The Menlo Park, Calif.-based company posted a net loss of -$3.2 million, or-11¢ per share, on sales of $29.5 million for the three months ended Dec. 31, for sales growth of 22% compared with the same period last year.
Adjusted to exclude 1-time items, earnings per share were -11¢, ahead of consensus on The Street, where analysts were looking for sales of $28.7 million.
Intersect ENT reeled in its losses for the full-year, posting a net loss of -$16.4 million, or -56¢ per share, on sales of $96.3 million – beating the $95.5 million estimate from Wall Street.
The company said it expects to post sales of $111 million to $116 million in 2018.

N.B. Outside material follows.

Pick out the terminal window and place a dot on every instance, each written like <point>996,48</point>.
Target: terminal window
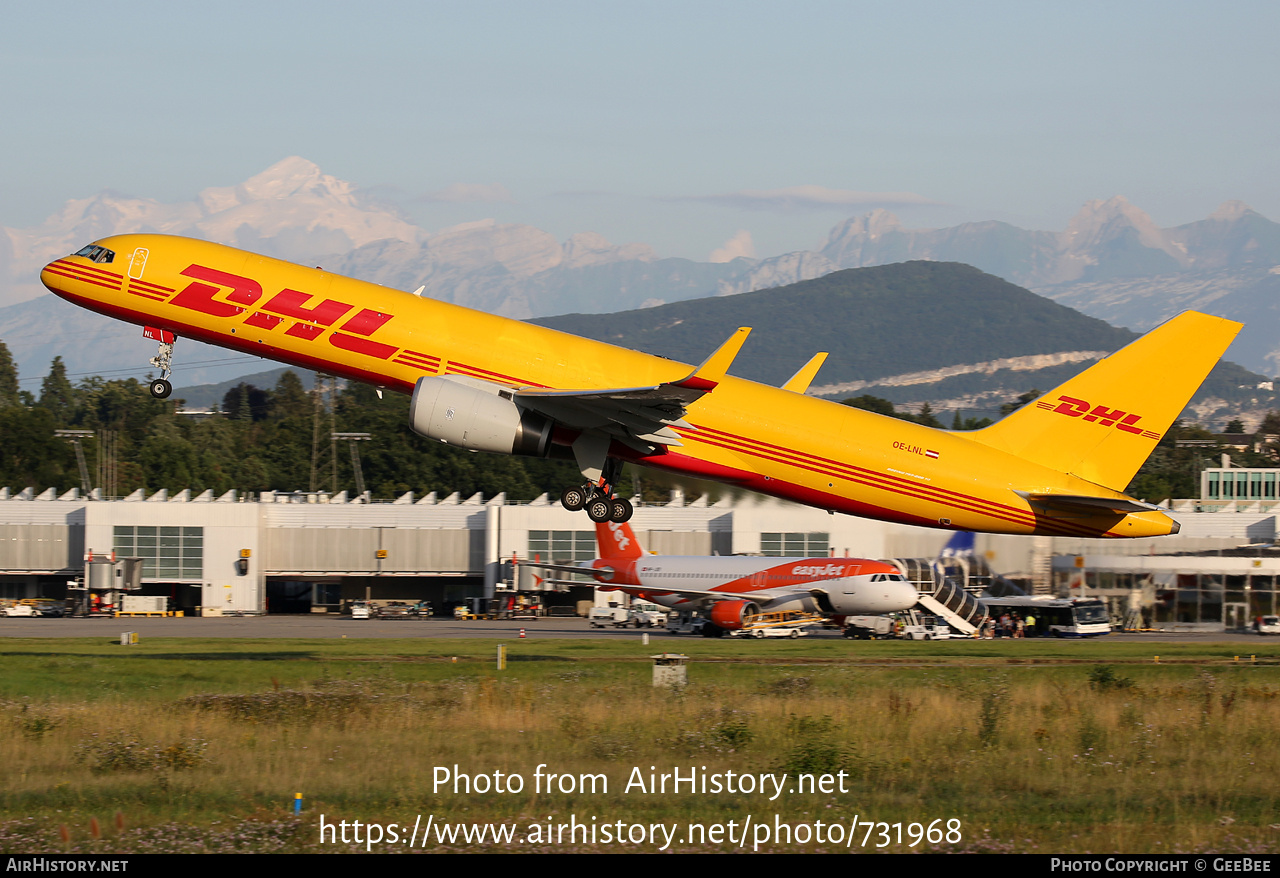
<point>562,544</point>
<point>168,553</point>
<point>794,545</point>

Chief executive Lisa Earnhardt told analysts on an earnings call that Intersect ENT expects to launch its newly-approved Sinuva implant in April this year.
“2017 was a banner year for Intersect ENT. We started the year with the NDA submission of Sinuva and ended the early approval of this innovative product. The FDA also approved Propel Contour in February which we then rolled out via successful and impactful launch. The use of the Propel family of products, Propel, Propel mini and Propel Contour continue to grow in frequency and in breath, emerging as the standard of care in several large markets across the country and proving immune to last year’s Medicare reimbursement changes,” Earnhardt said.
XENT shares were trading at $36.50 apiece today in mid-morning activity, up 1.8%.